The results of this study indicate that following the induction of anaemia in the rats, significant increase in RBC generation was observed in the groups of rats administered water and methanol (at 200 mg/kg body wt), and in the Feroglobin® treated group. By Day 15, the RBC counts of the water treated group had recovered sufficient to the level prior to anaemia induction. By the end of the experiment (Day 21), the RBC count had exceeded the original count. In contrast, although there were corresponding increases in Hb concentration of the extracts of water, methanol and Feroglobin® administered groups, the concentration did not attain the same level as the RBC counts. Our decision to use extracts of J. secunda at 200 mg/kg of body weight are in line with of the work of Onoja et al. [5] who performed toxicity tests on rats using 2 g/kg of the extracts. The LD₅₀ of the extract was greater than 2 g/kg, therefore, 200 mg/kg of extracts was considered safe for our study. No deaths or signs of toxicity were observed after 48 hours in that report [5]. We also recorded no signs of toxicity or deaths in our work.

Our study indicated that there is a lag in Hb concentration behind an increase in RBC count. That is, while the RBC counts for rats on water and methanol treatments returned to the original counts during the course of the study, Hb concentration did not. This may be due to reduced oxygen demands of tissues during that period of experiment, possibly a means of controlling the oxygen carrying capacity of the blood during the recovery period.

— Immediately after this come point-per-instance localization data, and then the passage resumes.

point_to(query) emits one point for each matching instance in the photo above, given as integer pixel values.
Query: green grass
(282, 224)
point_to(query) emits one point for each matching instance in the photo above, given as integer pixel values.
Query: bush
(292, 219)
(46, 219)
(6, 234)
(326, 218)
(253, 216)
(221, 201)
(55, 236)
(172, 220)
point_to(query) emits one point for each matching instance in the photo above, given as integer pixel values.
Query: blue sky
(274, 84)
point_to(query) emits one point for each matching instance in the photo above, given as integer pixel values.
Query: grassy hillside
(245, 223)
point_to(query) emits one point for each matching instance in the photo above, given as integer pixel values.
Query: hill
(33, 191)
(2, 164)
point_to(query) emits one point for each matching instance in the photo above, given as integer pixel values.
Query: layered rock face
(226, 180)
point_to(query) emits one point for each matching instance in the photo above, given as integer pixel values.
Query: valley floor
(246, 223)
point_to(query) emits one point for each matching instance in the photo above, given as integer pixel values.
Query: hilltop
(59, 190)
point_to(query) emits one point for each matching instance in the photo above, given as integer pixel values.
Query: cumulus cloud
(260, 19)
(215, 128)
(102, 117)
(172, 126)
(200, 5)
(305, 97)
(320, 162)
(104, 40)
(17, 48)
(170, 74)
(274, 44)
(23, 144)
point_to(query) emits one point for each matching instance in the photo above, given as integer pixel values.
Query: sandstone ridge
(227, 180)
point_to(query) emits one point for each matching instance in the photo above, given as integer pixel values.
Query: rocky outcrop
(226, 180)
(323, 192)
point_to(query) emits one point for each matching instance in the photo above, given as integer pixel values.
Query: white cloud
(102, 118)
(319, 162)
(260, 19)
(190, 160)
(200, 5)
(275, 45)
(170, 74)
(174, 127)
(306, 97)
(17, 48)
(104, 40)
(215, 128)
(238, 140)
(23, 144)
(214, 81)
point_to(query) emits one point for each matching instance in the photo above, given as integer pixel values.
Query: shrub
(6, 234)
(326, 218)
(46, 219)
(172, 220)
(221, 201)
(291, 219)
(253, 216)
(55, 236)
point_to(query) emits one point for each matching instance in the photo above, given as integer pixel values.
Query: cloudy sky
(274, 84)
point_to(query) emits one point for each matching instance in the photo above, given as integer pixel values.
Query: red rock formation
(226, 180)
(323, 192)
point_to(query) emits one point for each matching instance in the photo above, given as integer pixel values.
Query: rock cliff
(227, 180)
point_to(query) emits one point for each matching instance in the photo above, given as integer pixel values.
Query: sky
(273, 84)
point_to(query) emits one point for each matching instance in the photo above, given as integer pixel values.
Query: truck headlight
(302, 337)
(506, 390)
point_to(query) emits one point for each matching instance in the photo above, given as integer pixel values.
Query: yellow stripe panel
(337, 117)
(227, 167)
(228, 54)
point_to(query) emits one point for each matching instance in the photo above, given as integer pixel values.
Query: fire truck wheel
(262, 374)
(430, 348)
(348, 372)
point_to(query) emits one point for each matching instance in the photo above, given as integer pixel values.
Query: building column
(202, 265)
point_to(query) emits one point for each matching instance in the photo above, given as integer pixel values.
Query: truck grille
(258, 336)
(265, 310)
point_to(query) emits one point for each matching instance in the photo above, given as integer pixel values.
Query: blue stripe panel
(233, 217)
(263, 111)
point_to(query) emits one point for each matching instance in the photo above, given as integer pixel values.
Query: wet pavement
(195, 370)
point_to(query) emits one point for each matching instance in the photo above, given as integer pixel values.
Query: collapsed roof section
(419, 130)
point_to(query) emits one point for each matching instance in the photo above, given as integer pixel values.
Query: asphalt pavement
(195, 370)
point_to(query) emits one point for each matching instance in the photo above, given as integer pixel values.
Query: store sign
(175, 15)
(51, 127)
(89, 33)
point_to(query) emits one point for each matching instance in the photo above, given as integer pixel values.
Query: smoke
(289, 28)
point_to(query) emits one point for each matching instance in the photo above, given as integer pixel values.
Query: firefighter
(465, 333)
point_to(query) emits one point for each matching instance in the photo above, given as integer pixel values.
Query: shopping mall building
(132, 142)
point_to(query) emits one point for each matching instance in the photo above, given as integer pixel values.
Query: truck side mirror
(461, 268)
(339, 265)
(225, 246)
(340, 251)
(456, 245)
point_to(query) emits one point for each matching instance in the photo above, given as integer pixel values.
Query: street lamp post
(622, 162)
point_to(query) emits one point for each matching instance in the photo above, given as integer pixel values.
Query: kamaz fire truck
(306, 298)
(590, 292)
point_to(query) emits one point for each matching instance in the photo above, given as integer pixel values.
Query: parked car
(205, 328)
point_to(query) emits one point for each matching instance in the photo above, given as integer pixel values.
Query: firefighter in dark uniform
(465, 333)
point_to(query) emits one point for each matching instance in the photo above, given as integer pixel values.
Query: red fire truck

Also, protein synthesis of some RBC components may have been reduced because of certain biochemical mechanisms that warrant further investigations. Tissue hypoxia which could be caused by a quantitative deficiency of circulating RBCs and Hb was not enough to elevate Hb concentration of the rats back to the original levels. Tissue hypoxia stimulates the erythropoietin-producing cells in the kidney to produce erythropoietin which is a hormone that regulates the proliferation and differentiation of hematopoietic progenitor cells in the bone marrow of all the anaemic rats [17]. This results in the correction of anaemia provided that the bone marrow response is not impaired by red-cell nutritional deficiency (especially iron deficiency).

Treatment of PHZ-induced anaemic rats with the reference hematinic, Feroglobin®, resulted in a significant increase (P < 0.05) in the number of RBCs and Hb concentration compared with the vehicle-treated PHZ-induced anaemic rats. Feroglobin® contains vitamins B₁, B₂, B₃, B₆ and B₁₂, zinc, folic acid and iron. Iron forms the nucleus of the iron-porphyrin haem ring and together with globin chains forms Hb. The B complex vitamins act as precursor in the synthesis of cofactors for haematopoiesis and protein synthesis [17]. This may have accounted for the increase in number of RBCs and Hb concentration shown by the rats fed Feroglobin®.

Treatment of PHZ-induced anaemic rats with water extracts showed the most significant increase (P < 0.001) in the number of RBCs and (P < 0.05) Hb concentration with mean RBC count increasing from 5.91 × 10⁶/µL to 8.91 × 10⁶/µL, and mean Hb concentration increasing from 9.93 g/dL to 14.05 g/dL over the experimental period. The increase in RBC count could be attributed to phytochemicals in the plant extracts and thus could reverse the damaging effects of PHZ-induced anaemia. These results are consistent with reports on extracts of the plants Solanum torvum and Tectona grandisin PHZ-induced anaemia in rats [14] [18]. Another study revealed that J. secunda had an iron content of 26.6 mg/100 g [19]. In that same study, stem bark of Khaya senegalensis (Mahogany), a popular haematinic, had an iron content of 33.3 mg/100 g. Iron forms the nucleus of the iron-porphyrin haem ring and together with globin chains forms Hb. This may account for the heamatinic properties exhibited by the extracts of J. secunda in the rats. The exact mechanisms by which the extracts exhibited the reported effect need further mechanistic investigations.